John J. Considine III (born July 18, 1948) is an American former politician and attorney. Considine is an ordained Unity minister teaching the universal laws for peace and a successful life (including the Law of Attraction popularized by the movie The Secret). Considine served as an elected member of the Florida House of Representatives from 1974 to 1978. He was a prime sponsor of the Florida's Generic Drug Act of 1978 and served as Vice-Chair of the House Committee on Tourism and Economic Development. In 1978 Considine ran for a seat in the U.S. House of Representatives being vacated by Congressman Paul Rogers but lost the Democratic primary.

Born in 1948 in Detroit, Michigan, Considine graduated from Villanova University in 1970 and from the University of Florida College of Law in 1974. In 1996 he retired from the practice of law and entered seminary at Unity Village. He was ordained a minister in 1998. Influences on his life and teaching include Unity Church, est, the Landmark Forum, yoga and meditation; as well as the Anonymous fellowships and the work of Bill W.
Presently he serves as senior minister of the Spiritual Life Center of Midtown Detroit.

John Considine's acting credits in community theater include "On the Town" performed at the Minack Theatre, Cornwall, England; and 42nd Street at the Lake Worth Playhouse; "Free To Be You and Me" at the Royal Palm Dinner Theatre; and numerous commercials.

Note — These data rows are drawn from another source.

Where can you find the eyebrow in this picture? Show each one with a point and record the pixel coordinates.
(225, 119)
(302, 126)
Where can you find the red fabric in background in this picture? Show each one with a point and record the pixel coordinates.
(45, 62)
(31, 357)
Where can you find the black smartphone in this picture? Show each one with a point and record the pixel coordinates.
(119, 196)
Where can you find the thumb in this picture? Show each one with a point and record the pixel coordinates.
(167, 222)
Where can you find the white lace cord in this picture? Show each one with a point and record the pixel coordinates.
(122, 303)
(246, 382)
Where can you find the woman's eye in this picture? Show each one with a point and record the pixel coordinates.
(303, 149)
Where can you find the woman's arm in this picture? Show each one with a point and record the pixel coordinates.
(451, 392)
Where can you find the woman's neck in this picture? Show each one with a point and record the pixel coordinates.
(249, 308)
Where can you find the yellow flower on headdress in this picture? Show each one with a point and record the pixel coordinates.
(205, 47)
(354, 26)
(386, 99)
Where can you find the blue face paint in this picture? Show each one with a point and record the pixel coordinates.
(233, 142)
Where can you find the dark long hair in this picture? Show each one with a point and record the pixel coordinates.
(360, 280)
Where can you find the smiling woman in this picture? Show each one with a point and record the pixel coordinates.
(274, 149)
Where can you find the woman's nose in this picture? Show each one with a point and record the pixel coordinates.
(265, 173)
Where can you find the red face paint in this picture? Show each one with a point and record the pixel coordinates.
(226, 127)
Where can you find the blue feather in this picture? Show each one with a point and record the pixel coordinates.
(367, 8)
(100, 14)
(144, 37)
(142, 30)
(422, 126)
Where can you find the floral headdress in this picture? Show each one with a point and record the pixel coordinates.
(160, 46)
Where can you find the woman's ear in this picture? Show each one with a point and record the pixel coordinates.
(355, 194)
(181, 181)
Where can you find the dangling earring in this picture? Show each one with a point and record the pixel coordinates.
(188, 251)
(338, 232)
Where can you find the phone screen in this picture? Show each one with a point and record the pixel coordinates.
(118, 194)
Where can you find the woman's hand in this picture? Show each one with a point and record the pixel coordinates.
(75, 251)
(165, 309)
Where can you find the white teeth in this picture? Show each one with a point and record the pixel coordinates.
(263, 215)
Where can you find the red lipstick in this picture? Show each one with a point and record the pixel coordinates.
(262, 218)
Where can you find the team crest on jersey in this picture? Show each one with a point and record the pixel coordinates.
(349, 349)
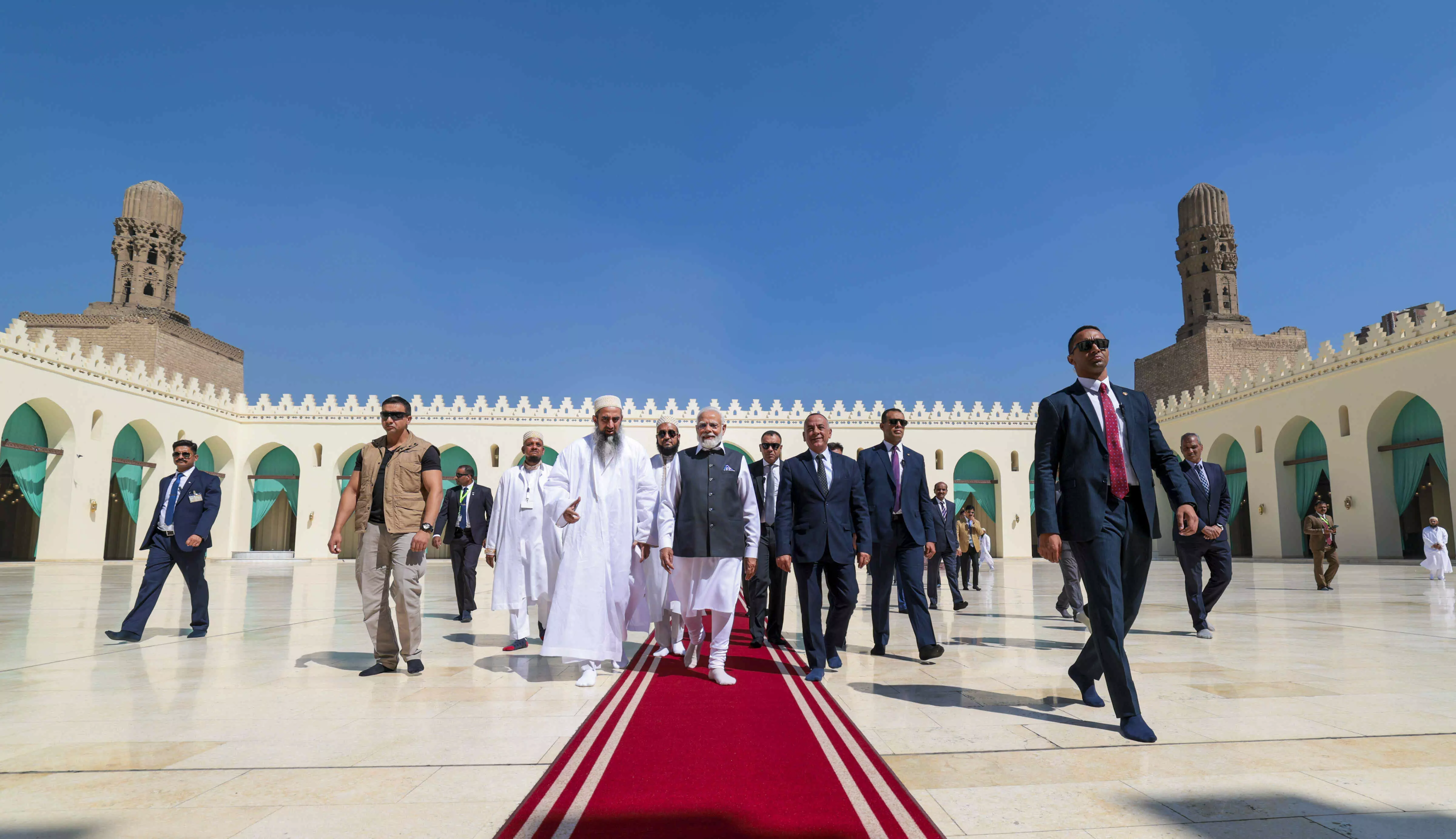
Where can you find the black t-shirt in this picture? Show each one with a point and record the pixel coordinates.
(430, 461)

According to the website of Detroit Unity Temple: "Reverend John Considine draws upon a lifetime of experiences in business, theater, public life, parenthood and relationships to make the Sunday message practical and relevant for our lives. His wisdom is born of spiritual study, meditation and, as he says "a wealth of hard knocks… I've been on top of the mountain on some days, and on other days, the mountain's been on top of me!"
John's messages are stimulating, uplifting and entertaining. No one falls asleep in church here at Unity! We teach an empowering metaphysical interpretation of Scripture that is geared to bring out the best in us all week long. It's "practical spirituality" and we discover spiritual tools regarding health, wealth, well-being and peace of mind."

Considine is the grandson of John J. Considine Sr. who served as Superintendent of Parks & Recreation in the City of Detroit, Michigan from 1946 to 1962 building hundreds of parks in that city and who was appointed a founding member of the President's Council on Physical Fitness and Sports by President Dwight Eisenhower. A popular recreation center in the inner city of Detroit bears his name. Considine is also a grandson of Luigi Tassi, Detroit artist of the 1920s and 1930s, now deceased.